INTERIM NAME The WHO announced an interim name for the disease associated with the novel coronavirus: 2019-nCoV acute respiratory disease. They are asking partner agencies like the World Organization for Animal Health and the Food and Agriculture Organization to endorse the interim name for the disease. The final decision on an official name of the virus and disease will be made by the International Committee on Taxonomy of Viruses.
RUSSIA CLOSES LAND BORDER WITH CHINA Additional details have emerged about Russia’s decision to limit movement across the border they share with China. According to CNBC, Russia will close 16 of the 25 border crossings, and Russian officials announced that they have instituted a temporary hold on issuing electronic visas to Chinese nationals at certain checkpoints. Russia has not reported any cases of 2019-nCoV acute respiratory disease.

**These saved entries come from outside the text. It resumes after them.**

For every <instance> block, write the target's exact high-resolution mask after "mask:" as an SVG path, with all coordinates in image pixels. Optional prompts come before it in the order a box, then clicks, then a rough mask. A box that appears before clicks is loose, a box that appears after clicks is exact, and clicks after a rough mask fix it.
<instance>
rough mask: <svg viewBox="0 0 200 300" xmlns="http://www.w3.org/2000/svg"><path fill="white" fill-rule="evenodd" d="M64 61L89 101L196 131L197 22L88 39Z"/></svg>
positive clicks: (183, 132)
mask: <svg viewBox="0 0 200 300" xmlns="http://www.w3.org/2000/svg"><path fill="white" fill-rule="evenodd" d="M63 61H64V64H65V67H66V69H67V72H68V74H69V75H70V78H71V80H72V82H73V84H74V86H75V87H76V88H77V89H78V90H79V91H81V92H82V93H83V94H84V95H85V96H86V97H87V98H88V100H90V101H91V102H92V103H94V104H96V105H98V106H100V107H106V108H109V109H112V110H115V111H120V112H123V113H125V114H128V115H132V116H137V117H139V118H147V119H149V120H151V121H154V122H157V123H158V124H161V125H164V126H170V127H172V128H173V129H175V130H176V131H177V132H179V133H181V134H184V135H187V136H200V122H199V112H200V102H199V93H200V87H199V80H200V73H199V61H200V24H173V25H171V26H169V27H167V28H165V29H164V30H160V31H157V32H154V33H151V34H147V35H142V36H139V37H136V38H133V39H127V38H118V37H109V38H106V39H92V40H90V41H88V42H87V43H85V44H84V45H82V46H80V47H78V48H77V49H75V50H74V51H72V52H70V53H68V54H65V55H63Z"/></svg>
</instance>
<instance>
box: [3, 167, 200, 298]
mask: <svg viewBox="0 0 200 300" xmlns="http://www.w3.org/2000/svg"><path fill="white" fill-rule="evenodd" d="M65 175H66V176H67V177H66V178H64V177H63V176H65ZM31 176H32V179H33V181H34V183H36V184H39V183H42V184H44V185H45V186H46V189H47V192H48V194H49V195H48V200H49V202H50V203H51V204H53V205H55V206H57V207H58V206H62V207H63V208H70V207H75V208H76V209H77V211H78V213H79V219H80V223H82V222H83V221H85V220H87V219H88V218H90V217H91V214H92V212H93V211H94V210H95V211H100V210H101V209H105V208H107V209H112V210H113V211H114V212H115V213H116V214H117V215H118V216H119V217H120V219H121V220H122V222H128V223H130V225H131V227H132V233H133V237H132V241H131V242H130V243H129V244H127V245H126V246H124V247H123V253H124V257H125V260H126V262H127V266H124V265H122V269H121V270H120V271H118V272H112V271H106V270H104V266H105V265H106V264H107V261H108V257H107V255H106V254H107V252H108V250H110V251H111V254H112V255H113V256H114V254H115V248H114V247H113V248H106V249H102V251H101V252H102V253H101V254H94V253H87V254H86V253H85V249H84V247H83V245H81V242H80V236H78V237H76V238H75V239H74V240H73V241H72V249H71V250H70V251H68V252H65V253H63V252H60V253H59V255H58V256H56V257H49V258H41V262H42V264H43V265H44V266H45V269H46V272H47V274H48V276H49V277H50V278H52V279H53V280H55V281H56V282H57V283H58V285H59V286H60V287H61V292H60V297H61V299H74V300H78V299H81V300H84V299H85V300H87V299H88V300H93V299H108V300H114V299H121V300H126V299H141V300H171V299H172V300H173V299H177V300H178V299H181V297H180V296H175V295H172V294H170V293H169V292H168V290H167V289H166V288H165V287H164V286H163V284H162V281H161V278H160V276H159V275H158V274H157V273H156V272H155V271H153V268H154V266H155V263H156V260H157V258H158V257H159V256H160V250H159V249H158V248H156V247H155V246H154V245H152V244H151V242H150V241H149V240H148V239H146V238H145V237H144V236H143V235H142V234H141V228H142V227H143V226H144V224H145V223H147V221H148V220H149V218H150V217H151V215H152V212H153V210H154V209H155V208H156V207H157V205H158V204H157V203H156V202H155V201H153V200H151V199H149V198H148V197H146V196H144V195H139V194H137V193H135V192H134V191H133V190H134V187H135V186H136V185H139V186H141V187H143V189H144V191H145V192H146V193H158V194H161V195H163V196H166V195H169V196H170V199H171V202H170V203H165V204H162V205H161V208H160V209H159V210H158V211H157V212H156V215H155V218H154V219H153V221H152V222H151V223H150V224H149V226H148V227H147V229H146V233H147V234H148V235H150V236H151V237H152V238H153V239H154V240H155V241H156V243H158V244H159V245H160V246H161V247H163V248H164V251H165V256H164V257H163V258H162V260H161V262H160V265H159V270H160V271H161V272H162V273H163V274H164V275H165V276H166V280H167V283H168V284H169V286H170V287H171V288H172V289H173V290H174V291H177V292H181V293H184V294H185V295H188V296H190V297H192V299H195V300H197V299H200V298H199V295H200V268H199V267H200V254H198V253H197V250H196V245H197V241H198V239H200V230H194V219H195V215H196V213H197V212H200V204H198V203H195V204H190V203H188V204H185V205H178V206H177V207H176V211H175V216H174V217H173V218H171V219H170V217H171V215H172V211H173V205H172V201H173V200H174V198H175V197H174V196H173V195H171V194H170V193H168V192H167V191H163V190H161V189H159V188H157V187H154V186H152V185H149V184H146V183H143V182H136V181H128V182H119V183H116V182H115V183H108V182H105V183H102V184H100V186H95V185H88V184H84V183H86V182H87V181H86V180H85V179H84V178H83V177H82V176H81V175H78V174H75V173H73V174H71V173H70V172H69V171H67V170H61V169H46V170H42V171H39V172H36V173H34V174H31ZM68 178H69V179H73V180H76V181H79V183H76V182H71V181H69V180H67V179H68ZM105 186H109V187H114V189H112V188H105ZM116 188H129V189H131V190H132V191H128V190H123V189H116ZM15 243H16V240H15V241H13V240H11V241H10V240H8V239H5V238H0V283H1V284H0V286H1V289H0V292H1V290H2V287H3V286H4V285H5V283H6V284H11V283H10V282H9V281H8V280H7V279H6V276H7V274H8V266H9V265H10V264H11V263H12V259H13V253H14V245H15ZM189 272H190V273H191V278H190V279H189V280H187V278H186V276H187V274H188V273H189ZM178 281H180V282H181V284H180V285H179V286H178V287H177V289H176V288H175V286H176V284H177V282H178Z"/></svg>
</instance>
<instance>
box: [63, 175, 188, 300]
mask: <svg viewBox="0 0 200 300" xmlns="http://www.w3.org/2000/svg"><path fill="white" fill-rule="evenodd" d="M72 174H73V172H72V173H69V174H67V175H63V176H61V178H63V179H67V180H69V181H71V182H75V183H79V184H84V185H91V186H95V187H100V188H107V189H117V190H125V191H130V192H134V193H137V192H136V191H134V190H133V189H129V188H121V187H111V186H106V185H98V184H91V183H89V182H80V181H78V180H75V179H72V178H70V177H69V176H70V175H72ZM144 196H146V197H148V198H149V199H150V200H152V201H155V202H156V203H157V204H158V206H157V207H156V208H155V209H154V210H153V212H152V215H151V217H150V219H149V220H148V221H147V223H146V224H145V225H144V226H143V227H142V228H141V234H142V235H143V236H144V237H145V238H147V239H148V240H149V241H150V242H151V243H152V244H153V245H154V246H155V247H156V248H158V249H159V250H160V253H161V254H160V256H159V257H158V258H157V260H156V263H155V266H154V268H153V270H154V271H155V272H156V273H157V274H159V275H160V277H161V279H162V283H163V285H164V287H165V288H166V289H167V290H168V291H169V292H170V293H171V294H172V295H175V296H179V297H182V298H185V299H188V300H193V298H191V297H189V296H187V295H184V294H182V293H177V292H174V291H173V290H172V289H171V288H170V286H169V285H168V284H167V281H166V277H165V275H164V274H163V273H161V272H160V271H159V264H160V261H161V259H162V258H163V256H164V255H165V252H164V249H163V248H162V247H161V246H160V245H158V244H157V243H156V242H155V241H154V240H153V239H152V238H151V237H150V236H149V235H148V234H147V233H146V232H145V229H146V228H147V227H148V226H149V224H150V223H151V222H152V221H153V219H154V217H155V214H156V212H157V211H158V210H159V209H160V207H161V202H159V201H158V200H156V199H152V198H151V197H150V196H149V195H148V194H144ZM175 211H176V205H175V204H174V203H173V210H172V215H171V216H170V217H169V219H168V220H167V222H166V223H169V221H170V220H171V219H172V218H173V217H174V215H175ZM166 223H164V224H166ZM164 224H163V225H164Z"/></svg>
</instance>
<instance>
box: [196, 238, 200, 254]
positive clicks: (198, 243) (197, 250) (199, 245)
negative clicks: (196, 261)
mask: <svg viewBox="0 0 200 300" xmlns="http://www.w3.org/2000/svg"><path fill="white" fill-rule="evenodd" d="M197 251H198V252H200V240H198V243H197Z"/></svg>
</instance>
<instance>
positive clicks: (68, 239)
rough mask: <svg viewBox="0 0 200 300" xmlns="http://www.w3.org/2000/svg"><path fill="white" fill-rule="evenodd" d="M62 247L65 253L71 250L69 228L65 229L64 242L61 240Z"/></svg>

PHEIC DECLARED WHO Director-General Dr. Tedros Adhanom Ghebreyesus declared the 2019-nCoV acute respiratory disease outbreak to be a Public Health Emergency of International Concern (PHEIC). In a press conference following the meeting with the International Health Regulations Emergency Committee (EC), Dr. Tedros stated, “This declaration is not a vote of no confidence in China. On the contrary, WHO continues to have confidence in China’s capacity to control the outbreak.” Dr. Tedros announced that the declaration was motivated in part by the potential for the virus to spread to countries with under-resourced health systems. The DG also made a series of Temporary Recommendations on the advice of the EC, available on the WHO website.
SECONDARY SPREAD IN THE US A 6th case of 2019-nCoV acute respiratory disease has been diagnosed in the United States in a man with no recent travel history to China. The man’s wife was diagnosed with nCoV in Illinois around January 24 after returning from a trip to Wuhan on January 13. This represents the first evidence of human-to-human transmission in the United States. Illinois health officials emphasized that the two cases were in close contact and that the risk to the general public remains low.
NEW INTERIM INFECTION CONTROL GUIDANCE FOR PERSONS UNDER INVESTIGATION The US Centers for Disease Control and Prevention issued updated interim guidance on infection control measures while evaluating persons under investigation (PUI). The guidance includes details on recommended personal protective equipment, environmental cleaning and disinfection, work practices, and administrative and engineering controls. CDC's criteria to evaluate a patient as a PUI include fever, symptoms of lower respiratory symptoms and either recent travel to Wuhan or recent confirmed contact with a confirmed nCoV patient. PUIs should be distinguished from contacts, who are individuals with varying levels of contact with a confirmed case, but who are not showing any signs or symptoms of the disease. Should a known contact develop any of the symptoms listed in the CDC criteria, they would become a PUI until a diagnostic test either confirms or rules out infection.
EUROPEAN CDC CONTACT EVALUATION AND MONITORING The European CDC published guidance for evaluating and monitoring contacts of confirmed cases of 2019-nCoV acute respiratory disease. The document includes definitions for low- and high-risk exposures and monitoring guidance for each. Low-risk contacts (i.e., casual contacts) should self-monitor for 14 days, and high-risk contacts (i.e., close contacts) will undergo active monitoring by public health officials for 14 days. High-risk contacts are also directed to avoid social contact and travel during their monitoring period. If any contacts develop a fever or relevant respiratory symptoms, they are instructed to self-isolate and seek medical attention. Subsequent laboratory diagnostic tests will be used to confirm infection.
CRUISE SHIP QUARANTINE Passengers and crew on a cruiseship in Italy are being held onboard while 2 passengers are being tested for 2019-nCoV acute respiratory disease. A female passenger from Macau developed a fever and flu-like symptoms; she and her partner are being isolated onboard while diagnostic testing is conducted. In the meantime, authorities in Italy have asked that no passengers be permitted to disembark the ship until it can be determined that the passengers being tested do not pose a risk to the general public. The cruise ship reportedly has approximately 6,000 passengers onboard.